Truth, Beauty, Love & Sparkles: Bones “The Diamond in the Rough” Review
Bones returned with back to back new episodes “The Diamond in the Rough” and “The Archeologist in the Cocoon” last night, but did it return to form?
After a series of weighty Pelant-related episodes last year (and look out for more of those later this season), season eight has had its fair share of comic relief. “The Diamond in the Rough” is another such episode. Planting a toe in the world of professional ballroom dancing (and a tongue firmly in its cheek) the episode sees Brennan and Booth investigating the murder of Kendra Wurz, a world-class ballroom dancer whose crystal-encrusted remains are discovered in a local quarry by a TV host from a paranormal investigation show. And if this all sounds a little wacky then you’ll have a good idea about what to expect from the remaining half hour.
Brennan and Booth go undercover (reprising their Buck and Wanda Moosejaw personas) at auditions for “Dance to the Top,” a ballroom dancing competition the murder victim’s dance partner, Kendrick Mantarov, has recently entered – along with a new dance partner. Sound suspicious? Well, apparently women would kill for the opportunity to dance with Kendrick, the self-proclaimed number one dancer on the Eastern seaboard.
But Kendrick isn’t the only suspect on Brennan and Booth’s radar. Kendra’s old friend and rival dancer Leila, her overbearing mother and even Leila’s boyfriend all present themselves as likely suspects throughout the course of the episode, and it isn’t until Hodgins finds a way to dissolve the crystals from Kendra’s skeletal remains that he discovers how Kendra died, and who may have killed her.
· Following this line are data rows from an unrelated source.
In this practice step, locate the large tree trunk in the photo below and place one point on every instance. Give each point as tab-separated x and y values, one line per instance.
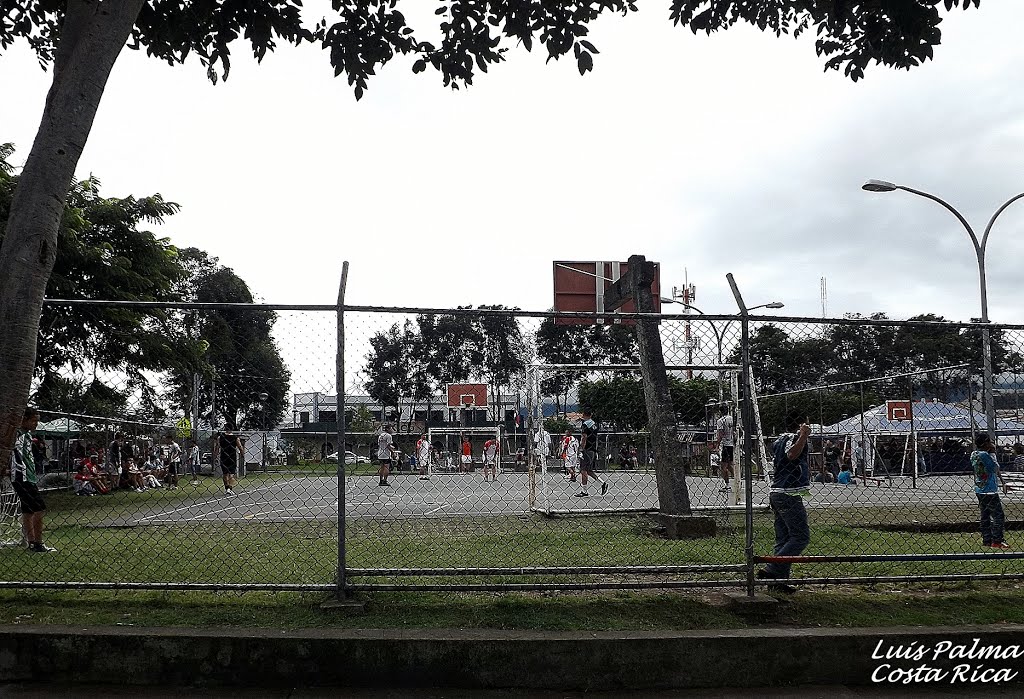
92	36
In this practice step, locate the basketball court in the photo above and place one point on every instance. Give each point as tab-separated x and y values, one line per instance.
453	495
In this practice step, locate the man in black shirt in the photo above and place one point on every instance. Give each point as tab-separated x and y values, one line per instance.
588	464
228	445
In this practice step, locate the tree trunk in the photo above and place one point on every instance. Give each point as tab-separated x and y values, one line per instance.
670	472
91	38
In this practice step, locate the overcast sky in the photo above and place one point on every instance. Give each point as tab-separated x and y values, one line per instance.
729	154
Meanwhile Brennan begins to take the competition a little too seriously, believing she has a natural ability to faithfully recreate the dance moves of the professionals around her. Despite Brennan’s unyielding but also rather sweet belief in herself, we discover it’s actually Booth who has been hiding his dancing moves under a bushel, as a story emerges about how he gave dance lessons to pay his way through college (but not as a thirty dollar an hour gigolo, as Sweets attests).
The episode is not without moments of gravitas. In a previously hinted-at storyline, Angela begins to voice her resentment of the ugliness of her job, first to Brennan, then to Cam, and finally to Hodgins, and her moments this week explore just what it is she has given up in order to carry out her special work for the Jeffersonian institute. Her frustrations over an unrealized career as an artist come to a head when she finds, due to the demands of her job, she is unable to attend an exhibition of the works of John Singer Sargent, a painter whose work she greatly admires.
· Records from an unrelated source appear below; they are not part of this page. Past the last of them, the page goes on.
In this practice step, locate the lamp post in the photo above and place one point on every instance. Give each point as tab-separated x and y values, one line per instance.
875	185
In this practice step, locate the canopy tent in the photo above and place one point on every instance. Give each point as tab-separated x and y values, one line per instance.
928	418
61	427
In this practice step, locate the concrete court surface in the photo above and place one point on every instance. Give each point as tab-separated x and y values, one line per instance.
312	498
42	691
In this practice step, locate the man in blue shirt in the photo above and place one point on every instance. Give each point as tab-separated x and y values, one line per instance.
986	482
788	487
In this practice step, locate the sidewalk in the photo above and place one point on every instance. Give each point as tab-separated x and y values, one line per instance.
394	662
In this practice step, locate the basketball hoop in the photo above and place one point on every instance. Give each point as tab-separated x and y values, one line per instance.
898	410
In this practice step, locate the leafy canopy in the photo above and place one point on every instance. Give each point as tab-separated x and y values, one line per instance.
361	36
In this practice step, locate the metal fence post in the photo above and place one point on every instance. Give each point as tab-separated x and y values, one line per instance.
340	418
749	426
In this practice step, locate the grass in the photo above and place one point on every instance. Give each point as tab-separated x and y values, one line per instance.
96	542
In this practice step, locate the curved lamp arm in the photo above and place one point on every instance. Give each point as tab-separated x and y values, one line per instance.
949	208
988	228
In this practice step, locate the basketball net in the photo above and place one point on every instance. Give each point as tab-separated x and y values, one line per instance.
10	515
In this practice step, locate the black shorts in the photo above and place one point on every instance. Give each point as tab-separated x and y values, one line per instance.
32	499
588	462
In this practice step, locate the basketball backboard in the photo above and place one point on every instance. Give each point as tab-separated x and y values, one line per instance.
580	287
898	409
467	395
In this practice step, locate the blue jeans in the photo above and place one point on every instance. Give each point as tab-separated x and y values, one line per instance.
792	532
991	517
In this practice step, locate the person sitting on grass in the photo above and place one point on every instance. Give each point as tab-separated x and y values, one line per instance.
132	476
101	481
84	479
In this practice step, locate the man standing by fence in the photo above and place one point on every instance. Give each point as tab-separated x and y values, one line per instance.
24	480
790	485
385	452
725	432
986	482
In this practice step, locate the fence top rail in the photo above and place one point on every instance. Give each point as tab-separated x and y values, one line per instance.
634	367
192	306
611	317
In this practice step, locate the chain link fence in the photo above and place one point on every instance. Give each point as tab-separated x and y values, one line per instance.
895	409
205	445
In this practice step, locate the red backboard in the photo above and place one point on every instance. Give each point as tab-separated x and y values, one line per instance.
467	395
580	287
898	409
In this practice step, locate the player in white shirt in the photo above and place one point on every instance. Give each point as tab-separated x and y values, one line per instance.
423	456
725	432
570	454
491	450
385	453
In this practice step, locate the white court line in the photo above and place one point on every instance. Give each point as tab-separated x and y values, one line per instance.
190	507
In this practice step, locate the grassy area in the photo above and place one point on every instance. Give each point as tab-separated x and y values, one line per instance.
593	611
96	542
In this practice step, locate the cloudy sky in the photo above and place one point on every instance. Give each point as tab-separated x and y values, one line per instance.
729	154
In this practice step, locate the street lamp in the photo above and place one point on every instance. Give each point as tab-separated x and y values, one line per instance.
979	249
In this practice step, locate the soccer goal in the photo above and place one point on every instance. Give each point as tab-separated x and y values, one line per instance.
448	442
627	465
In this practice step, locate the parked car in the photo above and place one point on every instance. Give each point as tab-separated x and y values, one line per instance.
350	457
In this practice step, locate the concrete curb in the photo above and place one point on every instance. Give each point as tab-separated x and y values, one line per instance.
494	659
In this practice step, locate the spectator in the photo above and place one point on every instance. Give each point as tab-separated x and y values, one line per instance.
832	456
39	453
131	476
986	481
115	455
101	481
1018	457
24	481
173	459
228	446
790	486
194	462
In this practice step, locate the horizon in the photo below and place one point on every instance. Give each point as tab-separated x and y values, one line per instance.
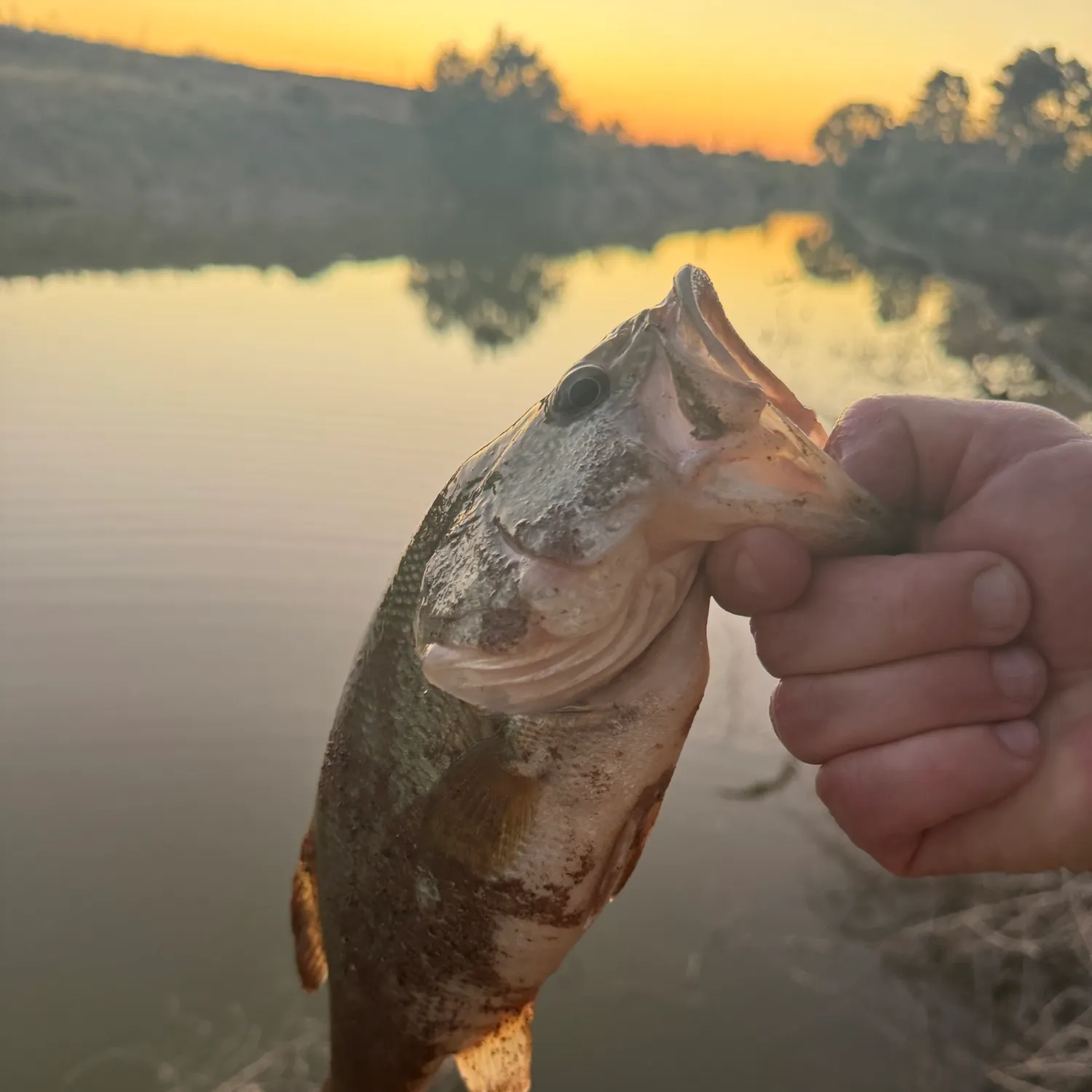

The truth is finally revealed, and Kendra’s killer (the boyfriend did it!) is chased down and arrested. Brennan and Booth also face a moment of truth of their own when Brennan expresses a sincere wish to carry out their rehearsed dance audition, despite the case now being officially solved. Booth is reluctant, knowing how dismal Brennan’s skills are but he agrees to compete nevertheless because … well Puppy Eyes basically.
The episode closes out with Brennan and Booth clumsily launching into their dance routine – a simple waltz that neither can seem to master, as each tries to lead or improvise while the other refuses to follow. For a moment the judges look on disapprovingly, and the assembled Jeffersonians in the audience wince, but then slowly, gradually Brennan and Booth come together in a series of graceful (if not awe-inspiring) moves, the give-and-take nature of which could be taken as an allegory for their relationship. (Or maybe it’s late and I’m reading too much into all of this.)
We know this couple is never going to win the competition, but we no longer care. Brennan and Booth have their own thing going on and it’s almost enough to bring a tear to the eye. (Not my eye. I have a rogue eyelash in there, that’s all.)
“Do I have to do anything special at the end?” asks Brennan in worried tones as Booth turns her on the dance floor.
“No,” Booth reassures her. “Because it’s never going to end. It’s always going to be just like this.”
And the episode bows out with the truth, beauty, love and a whole lot of sparkle.